Some of the data we provide URLs for is hosted on the ENA FTP site. ENA provide information on using Aspera with their FTP site.
As an example of downloading a file from ENA, you could use a command line like:
ascp -i bin/aspera/etc/asperaweb_id_dsa.openssh -Tr -Q -l 100M -P33001 -L-
era-fasp@fasp.sra.ebi.ac.uk:/vol1/fastq/ERR008/ERR008901/ERR008901_1.fastq.gz ./
If you are unsure of the location of asperaweb_id_dsa.openssh or asperaweb_id_dsa.putty, Aspera provide some documentation on where these will be found on different systems.
For the above commands to work with your network’s firewall you need to open ports 22/tcp (outgoing) and 33001/udp (both incoming and outgoing) to the following EBI IPs:
If the firewall has UDP flood protection, it must be turned off for port 33001.
Our aspera browser interace no longer works. If you wish to download files using a web interface we recommend using the Globus interface we present. If you are previously relied on the aspera web interface and wish to discuss the matter please email us at info@1000genomes.org to discuss your options.
For further information, please contact info@1000genomes.org.
All our variant call releases since 20100804 have come with a panel file. This file lists all the individuals who are part of the release and the population they come from.
This is a tab delimited file which must have sample and population in its first two columns; some files may then have subsequent columns which describe additional information like which super population a sample comes from or what sequencing platforms have been used to generate sequence data for that sample.
The panel files have names like integrated_call_samples.20101123.ALL.panel or integrated_call_samples_v2.20130502.ALL.panel
These panel files can be used by our browser tools, the Data Slicer, Variant Pattern Finder and vcf to ped converter to establish population groups for filtering
The 1000 Genomes data is available via ftp, http and Aspera. Any standard tool like wget or ftp should be able to download from our ftp or http mounted sites. To use Aspera you need to download their client.
The VCF files on our site cover a wide variety of different versions but our most recent release VCF files are in format version 4.1
In some early main project releases the allele frequency (AF) was estimated using additional information like LD, mapping quality and Haplotype information. This means in these releases the AF was not always the same as allele count/allele number (AC/AN). In the phase 1 release AF should always match AC/AN rounded to 2 decimal places.

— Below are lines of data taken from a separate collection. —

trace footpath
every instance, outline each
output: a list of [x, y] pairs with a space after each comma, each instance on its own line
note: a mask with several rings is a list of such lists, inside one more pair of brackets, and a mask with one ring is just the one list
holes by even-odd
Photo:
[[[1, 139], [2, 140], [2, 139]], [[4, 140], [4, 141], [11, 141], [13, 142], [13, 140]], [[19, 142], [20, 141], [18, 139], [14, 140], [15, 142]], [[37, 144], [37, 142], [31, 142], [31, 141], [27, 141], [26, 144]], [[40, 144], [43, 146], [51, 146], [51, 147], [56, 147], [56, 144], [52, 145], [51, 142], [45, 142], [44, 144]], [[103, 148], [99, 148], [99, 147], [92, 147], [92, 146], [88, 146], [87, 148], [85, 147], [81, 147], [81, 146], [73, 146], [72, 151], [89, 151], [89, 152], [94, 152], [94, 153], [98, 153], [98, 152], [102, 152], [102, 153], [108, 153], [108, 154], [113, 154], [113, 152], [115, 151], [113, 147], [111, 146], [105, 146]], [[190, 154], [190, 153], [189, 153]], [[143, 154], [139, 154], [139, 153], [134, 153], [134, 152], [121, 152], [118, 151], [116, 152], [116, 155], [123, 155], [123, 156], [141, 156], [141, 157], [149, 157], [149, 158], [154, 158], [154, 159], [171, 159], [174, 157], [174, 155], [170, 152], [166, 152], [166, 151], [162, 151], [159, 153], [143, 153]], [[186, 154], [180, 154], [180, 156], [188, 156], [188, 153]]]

There are two main reasons a tabix fetch might fail.
All our VCF files using straight intergers and X/Y for their chromosome names in the Ensembl style rather than using chr1 in the UCSC style. If you request a subsection of a VCF file using a chromosome name in the style chrN as shown below it will not work.
tabix -h ftp://ftp.1000genomes.ebi.ac.uk/vol1/ftp/release/20100804 ALL.2of4intersection.20100804.genotypes.vcf.gz chr2:39967768-39967768
Also tabix does not fail when streaming remote files but instead just stops streaming. This can lead to incomplete lines with final rows with unexpected numbers of columns when trying to stream large sections of the file. The only way to avoid this is to download the file and work with it locally.